Bus rapid transit system of São Paulo

Expresso Tiradentes is the bus rapid transit (BRT) system in São Paulo, Brazil. It is a mid-capacity transportation system that began construction in mid- 1997, under the name of Fura-Fila. During the administration of mayor Marta Suplicy, in mid- 2001, the name was changed to Paulistão.
The current goal of the system is to connect the neighborhood of Sacomã to Parque Dom Pedro II, in order to integrate with other forms of transportation for the residents of the extreme eastern part of the city, mainly Cidade Tiradentes.
The stretch between Sacomã and Parque Dom Pedro II and the words Vila Prudente - Parque Dom Pedro II .

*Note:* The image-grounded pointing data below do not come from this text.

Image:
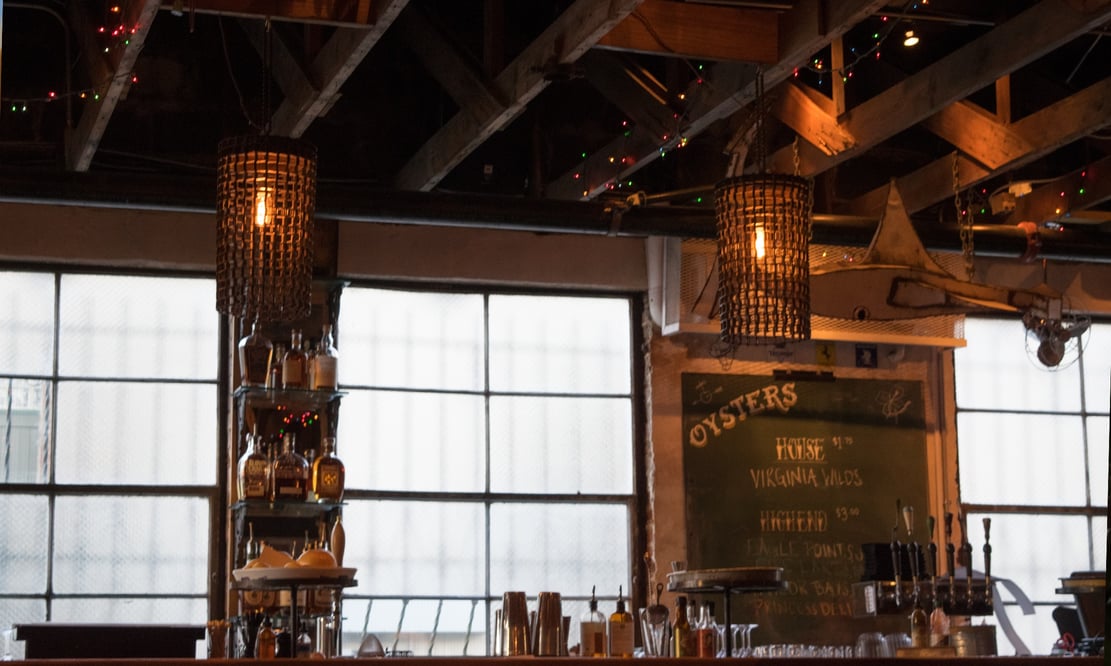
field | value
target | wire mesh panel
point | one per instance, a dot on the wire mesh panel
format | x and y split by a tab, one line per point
763	237
266	197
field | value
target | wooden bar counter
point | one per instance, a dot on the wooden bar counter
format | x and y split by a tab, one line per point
1044	660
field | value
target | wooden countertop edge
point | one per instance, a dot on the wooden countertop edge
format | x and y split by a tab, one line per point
1040	660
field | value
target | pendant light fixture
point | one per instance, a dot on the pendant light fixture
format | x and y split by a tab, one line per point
763	250
266	200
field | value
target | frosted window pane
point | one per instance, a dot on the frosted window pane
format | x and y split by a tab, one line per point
416	547
411	339
121	326
19	612
24	424
549	344
1034	550
993	371
1038	630
566	548
394	440
133	610
561	445
120	545
1099	431
23	520
27	327
1100	543
150	434
1021	459
420	616
1098	369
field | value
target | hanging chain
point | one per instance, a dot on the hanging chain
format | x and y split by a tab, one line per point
963	222
760	139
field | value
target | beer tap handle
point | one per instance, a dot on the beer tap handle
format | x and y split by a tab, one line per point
987	560
896	565
931	560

On April 28, 2009, mayor Gilberto Kassab and governor José Serra announced an agreement to amend the project, now to be called Metrô Leve Expresso Tiradentes. The project cost was estimated at R$2.3 billion and was estimated to be completed (between Vila Prudente and Tiradentes) in 2012.
For almost ten years, the BRT project of São Paulo has been postponed, and as a result, its original design has changed so that the current Expresso Tiradentes has lost virtually all the characteristics of a true BRT. An agreement between the mayor of São Paulo and the governor declared that the stretch between Vila Prudente and Tiradentes would be a monorail system.